The show tries hard to subvert the traditional story of the cowboy as the hero and the natives as the bad guys, and has successfully built an anti-hero story line for Costner’s character, John Dutton, as well as his children. Beth is the edgy addict with a gaze of steel and a heart of gold, Jamie is the overachiever who just wants Daddy to love him, Kayce is trying to stay gone after getting out once, and Lee just wants to run some cows, man. Kayce’s wife, Monica, is a justice aware, deep character, but seems to be treated like nearly any other female character in prime time that shows any level of awareness of how fucked everyone else is, and will surely suffer for her insolence.

Waking up to a sun rising over the mountains that surround a ranch is a fairly unique lifestyle. Sure, it’s also a dream for a wide swath of people – usually affluent, white, and from somewhere population dense. The show is shot beautifully and makes the heart ache for an America that not many really ever get to experience. Well, at least until a character opens their mouths. Costner plays the same character he always plays. He’s the squinty reformed bad boy with a true love for being outside in a show full of squinty bad boys with a true love for being outside. The family meddles in politics and other people’s business ventures, ride the line between moral and immoral depending on who you are rooting for.

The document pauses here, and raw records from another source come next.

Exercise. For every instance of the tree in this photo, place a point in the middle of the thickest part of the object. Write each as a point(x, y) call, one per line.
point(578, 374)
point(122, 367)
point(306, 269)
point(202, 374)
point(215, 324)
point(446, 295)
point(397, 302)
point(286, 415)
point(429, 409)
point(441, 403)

The Californians are shown as interlopers, out to trash the pristine landscape with golf courses and strip malls. The tribal leaders are identified as greedy and combative. The show is quite clear in its insistence that everyone is just out to protect their own, which softens some of those grating narratives, but it feels like some wider perspective would not be remiss, especially in a show that clocks in at an hour an episode. The projection is very “this is our multifaceted, culturally correct cast!” but some things remain frustratingly the same. Sexual assault is used as a plot device. Women speaking to each other about something other than sex or a man is quite rare. (Shout out for having a woman governor tho!) Violence and drug abuse are as routine in the Dutton family as coffee to nurse a hangover and gathering cows in the spring and fall.

The riding scenes are passable, but not great. The production quality makes up for that. The dramatic scenes are appropriately dramatic for basic cable, there’s nude scenes where the ranch hand bangs his bosses daughter and drone scenes of mountain ranges, both are equally pornographic. The acting quality is fine. It’s not Mad Men but its also not trash.

The interaction between the local tribe, the Californian investors, and the Duttons is complex, but feels clumsily handled at times. Specifically, the perceived ineptitude of Tribal Police is a trope that the show could have benefitted from not exploring. Every character has a bit of good and evil, except the good, smart native girl who shares the innocence of a child somehow, while bearing the child of the baddest of the bad boy Duttons at the same time. Sometimes, it would just be nice to hear a different story.

With their world collapsing around them, power condensing, land being chipped away at, the restless ghosts of the past haunting everyone trying to move forward and new threats around every turn, it seems like the Dutton legacy is going to be chewed up in legal fees and subdivided like the legacies of so many families who colonized the west. But, remember, this is TV. Nothing rides harder for the brand than a trope.